ピルによってニキビの症状が出る人もいれば、ニキビを改善している人もいます。

ニキビ

ピルを飲み始めたらニキビが・・・という人がいます。ピルを飲んでいる最中に増えた人、ピルを止めてから出てきた人などもちろん個人差がありますが、ピルの副作用として一時的ではあれニキビの症状が発症したり悪化することがあります。ただ、ピルによってはニキビを改善できる種類のものもあります。

ニキビは医学的に言うと「尋常性ざ瘡(じんじょうせいざそう)」という病気です。命に関わるものではないのですが、どうしても日常生活に影響が出る場合があります。見た目として気持ちがすぐれなかったりします。鏡とにらめっこしながら、ネガティブな感情になりがちです。落ち込んだり、プライドが傷つけられたり、怒りっぽくなったり、暗くなったり、生活自体に大きな影響を与えます。

原因は

鏡を見る女性 ニキビの原因も他の副作用同様、ホルモンバランスの乱れが大きく関与してきます。ニキビの場合は、黄体ホルモンのプロゲステロンの分泌量が多くなることが原因の一つにあげられます。卵胞ホルモンであるエストロゲンよりプロゲステロンがたくさん分泌されると、この症状はかなり影響を受けるのです。

なぜ、プロゲステロンが大きな影響を与えるか?それは、プロゲステロンの中にアンドロゲンという男性ホルモンのはたらきがあるためです。男性ホルモンには皮脂を過剰に分泌する作用があります。皮脂が毛穴を塞ぎ、炎症を起こしてニキビができる仕組みです。プロゲステロンの分泌量が増えるだけ、男性ホルモンの働きも大きくなっていくのです。もちろん、これが全てではありませんが、この影響はかなり大きく左右します。

ちなみに、エストロゲンは美肌ホルモンと呼ばれるように、女性らしいキメの細かな肌質になることが多いです。これは、プロゲステロンとは逆で皮脂の分泌を抑えるはたらきがあるからです。これにより改善できるものもあるのです。

出やすい時期と場所

症状が出やすいタイミングは、飲み始めの頃と休薬期間です。ピルを摂取し始めてホルモンが増えるタイミングと、摂取を止めてホルモンが減ったタイミングです。これらのタイミングがホルモンのバランスが乱れるタイミングなのです。

ニキビができる範囲はあご周りのフェイスラインと、Tゾーンが大半です。特にTゾーンは皮脂腺が活発な部位のため、どうしてもできやすくなります。また、顔だけでなく胸元や背中にもできるのが特徴です。汗をかきやすく、顔同様に皮脂腺が活発な部位のため、皮脂の分泌が多くにきびが出やすいところです。

対処法

対策としては、まず清潔を保つことです。洗うということだけでなく、部位に触れる肌着や洋服なども清潔さを保てるように通気性のいいものであったり工夫も必要です。たいてい2~3シート飲んでいると体が慣れて落ち着く場合がほとんどです。徐々におさまっていきます。しかし、症状がかなり重かったりひどくなる一方の人は医師に相談してみてください。ピルのアレルギーが原因かもしれません。
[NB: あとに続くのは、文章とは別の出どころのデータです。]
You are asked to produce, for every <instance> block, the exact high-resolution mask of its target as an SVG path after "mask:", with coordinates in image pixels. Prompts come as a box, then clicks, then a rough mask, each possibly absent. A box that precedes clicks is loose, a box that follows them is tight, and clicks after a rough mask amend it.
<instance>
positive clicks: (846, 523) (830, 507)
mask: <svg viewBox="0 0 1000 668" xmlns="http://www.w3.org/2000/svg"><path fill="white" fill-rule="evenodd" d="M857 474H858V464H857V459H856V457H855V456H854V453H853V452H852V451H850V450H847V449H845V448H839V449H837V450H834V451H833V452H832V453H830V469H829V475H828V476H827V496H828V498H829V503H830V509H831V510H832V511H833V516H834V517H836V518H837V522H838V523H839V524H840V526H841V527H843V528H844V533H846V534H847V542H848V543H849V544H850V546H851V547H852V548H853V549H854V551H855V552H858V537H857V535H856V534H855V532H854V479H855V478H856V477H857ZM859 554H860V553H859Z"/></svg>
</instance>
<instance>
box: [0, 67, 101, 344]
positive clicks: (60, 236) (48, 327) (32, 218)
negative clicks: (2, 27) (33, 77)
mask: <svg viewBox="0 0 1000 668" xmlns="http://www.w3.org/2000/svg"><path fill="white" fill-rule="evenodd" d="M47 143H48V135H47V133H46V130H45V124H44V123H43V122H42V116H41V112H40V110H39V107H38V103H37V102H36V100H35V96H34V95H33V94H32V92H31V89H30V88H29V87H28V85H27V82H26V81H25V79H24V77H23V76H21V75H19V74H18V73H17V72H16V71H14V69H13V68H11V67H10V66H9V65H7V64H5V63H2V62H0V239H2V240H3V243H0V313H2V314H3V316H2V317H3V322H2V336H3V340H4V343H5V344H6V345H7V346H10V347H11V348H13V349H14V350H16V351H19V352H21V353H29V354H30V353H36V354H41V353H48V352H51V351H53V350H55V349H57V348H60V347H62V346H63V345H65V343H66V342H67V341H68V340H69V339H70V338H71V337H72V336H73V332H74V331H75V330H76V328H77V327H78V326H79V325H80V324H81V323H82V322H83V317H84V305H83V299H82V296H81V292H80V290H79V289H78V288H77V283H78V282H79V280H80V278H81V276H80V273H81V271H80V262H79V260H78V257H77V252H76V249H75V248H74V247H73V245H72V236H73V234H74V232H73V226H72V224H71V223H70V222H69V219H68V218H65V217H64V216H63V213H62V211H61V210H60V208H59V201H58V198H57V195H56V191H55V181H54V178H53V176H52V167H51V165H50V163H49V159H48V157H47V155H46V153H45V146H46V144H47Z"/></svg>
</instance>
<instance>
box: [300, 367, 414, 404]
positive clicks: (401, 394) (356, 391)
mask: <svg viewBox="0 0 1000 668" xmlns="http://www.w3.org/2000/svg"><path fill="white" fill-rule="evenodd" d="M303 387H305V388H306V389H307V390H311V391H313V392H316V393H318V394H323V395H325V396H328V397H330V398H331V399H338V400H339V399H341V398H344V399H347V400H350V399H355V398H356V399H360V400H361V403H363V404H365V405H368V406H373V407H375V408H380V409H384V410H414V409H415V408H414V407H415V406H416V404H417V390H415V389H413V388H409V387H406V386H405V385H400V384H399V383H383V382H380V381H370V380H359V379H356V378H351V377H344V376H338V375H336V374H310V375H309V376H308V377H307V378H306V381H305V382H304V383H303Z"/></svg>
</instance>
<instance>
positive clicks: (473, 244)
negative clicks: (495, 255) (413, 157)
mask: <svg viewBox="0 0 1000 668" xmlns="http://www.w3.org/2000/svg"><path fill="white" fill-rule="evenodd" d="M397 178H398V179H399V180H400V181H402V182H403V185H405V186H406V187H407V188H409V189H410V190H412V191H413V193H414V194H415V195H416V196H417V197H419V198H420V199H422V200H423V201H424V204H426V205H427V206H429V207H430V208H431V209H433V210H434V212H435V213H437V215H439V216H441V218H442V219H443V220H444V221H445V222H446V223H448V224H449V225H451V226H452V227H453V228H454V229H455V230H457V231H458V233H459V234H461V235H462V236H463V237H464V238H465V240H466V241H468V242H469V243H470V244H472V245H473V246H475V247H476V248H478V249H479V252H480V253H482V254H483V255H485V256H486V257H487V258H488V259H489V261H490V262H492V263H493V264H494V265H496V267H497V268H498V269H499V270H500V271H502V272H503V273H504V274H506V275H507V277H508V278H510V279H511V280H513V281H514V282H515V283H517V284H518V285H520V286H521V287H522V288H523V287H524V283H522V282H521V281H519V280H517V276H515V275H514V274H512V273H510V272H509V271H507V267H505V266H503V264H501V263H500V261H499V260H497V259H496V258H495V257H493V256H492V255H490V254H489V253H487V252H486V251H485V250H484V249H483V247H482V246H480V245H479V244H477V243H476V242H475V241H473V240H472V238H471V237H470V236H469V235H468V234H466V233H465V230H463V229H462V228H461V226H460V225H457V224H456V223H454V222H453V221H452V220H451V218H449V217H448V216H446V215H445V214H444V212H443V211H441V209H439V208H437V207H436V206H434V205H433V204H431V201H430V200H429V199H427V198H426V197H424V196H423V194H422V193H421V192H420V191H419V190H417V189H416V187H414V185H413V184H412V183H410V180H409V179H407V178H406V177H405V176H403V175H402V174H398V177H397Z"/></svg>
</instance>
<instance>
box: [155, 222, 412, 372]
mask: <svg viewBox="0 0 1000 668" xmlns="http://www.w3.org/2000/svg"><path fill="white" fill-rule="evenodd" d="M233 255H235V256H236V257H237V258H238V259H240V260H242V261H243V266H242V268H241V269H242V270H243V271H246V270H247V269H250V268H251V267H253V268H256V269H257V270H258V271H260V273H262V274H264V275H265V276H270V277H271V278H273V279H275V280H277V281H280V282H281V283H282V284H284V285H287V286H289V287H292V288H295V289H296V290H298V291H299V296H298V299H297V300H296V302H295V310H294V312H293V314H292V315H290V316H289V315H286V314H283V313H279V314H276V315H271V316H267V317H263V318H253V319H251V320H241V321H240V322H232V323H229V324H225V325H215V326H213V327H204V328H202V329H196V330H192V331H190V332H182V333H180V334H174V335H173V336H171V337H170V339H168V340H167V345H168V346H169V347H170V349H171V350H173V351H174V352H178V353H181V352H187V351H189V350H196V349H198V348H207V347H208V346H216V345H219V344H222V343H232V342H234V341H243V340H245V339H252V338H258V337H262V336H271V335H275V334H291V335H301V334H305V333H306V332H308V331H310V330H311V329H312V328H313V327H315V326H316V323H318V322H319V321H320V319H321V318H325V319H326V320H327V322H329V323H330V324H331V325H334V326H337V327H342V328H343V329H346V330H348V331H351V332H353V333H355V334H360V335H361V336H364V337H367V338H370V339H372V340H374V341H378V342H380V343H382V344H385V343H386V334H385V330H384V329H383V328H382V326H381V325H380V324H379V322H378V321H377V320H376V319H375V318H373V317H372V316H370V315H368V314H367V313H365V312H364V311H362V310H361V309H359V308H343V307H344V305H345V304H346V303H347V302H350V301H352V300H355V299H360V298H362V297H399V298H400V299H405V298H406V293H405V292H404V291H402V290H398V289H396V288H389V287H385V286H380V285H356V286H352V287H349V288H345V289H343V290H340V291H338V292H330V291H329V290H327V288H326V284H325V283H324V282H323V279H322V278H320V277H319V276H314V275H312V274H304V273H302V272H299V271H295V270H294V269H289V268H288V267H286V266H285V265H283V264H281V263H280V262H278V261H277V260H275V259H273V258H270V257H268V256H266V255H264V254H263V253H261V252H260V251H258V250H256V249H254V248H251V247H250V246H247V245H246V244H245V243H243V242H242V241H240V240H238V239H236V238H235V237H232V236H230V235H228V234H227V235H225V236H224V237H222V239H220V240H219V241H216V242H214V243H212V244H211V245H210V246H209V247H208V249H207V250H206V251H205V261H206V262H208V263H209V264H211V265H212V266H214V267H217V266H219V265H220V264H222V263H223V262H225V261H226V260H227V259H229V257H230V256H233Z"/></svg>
また、食べ物とも少なからず関連があります。一般的に、脂っぽいもの・肉類・甘いもの(チョコレートなど)はニキビが出やすいと言われます。また、便秘の人はあごの周りにできやすいとも言われます。毎日の食べ物にも気を使うことで腸内を健康にし、そのつながりでニキビもできにくい体質となるのです。

改善できる低用量ピル

実は、ピルでニキビが出たという人もいれば、ピルで治ったという人もいます。ピルの種類によって違うのです。第2世代のピルはどちらかと言うとできやすいかもしれません。第2世代は、プロゲステロンにレボノルゲストレルが使われています。これは他のプロゲステロンよりも男性ホルモンの働きが強くなっています。

それに比べ、ヤスミンやヤーズなど第4世代のピルを使用した人は、ニキビが改善されたという声を多く聞きます。ヤーズはニキビ治療薬としてアメリカで承認されているのです(日本ではニキビ薬としては未承認)。また、第3世代のダイアン35はニキビ治療のために開発されたピルなので改善には効果的です。同じく第3世代のマーベロンも効果的と言われます。ただし、あくまでも目安です。個人差によって、効果があるないが違いますので注意して下さい。

抗生剤などで炎症を止めたりなどの治療法はあれど、低用量ピルのように根本から治すまでには至らないのが現状です。最大の発症原因である男性ホルモン自体を抑制することで、ニキビの治療だけでなく再発防止にもなりうるのは低用量ピルなのです。外からではなく中から治療するピルに注目してみてください。もちろん、正しい用法で服用することが大前提です。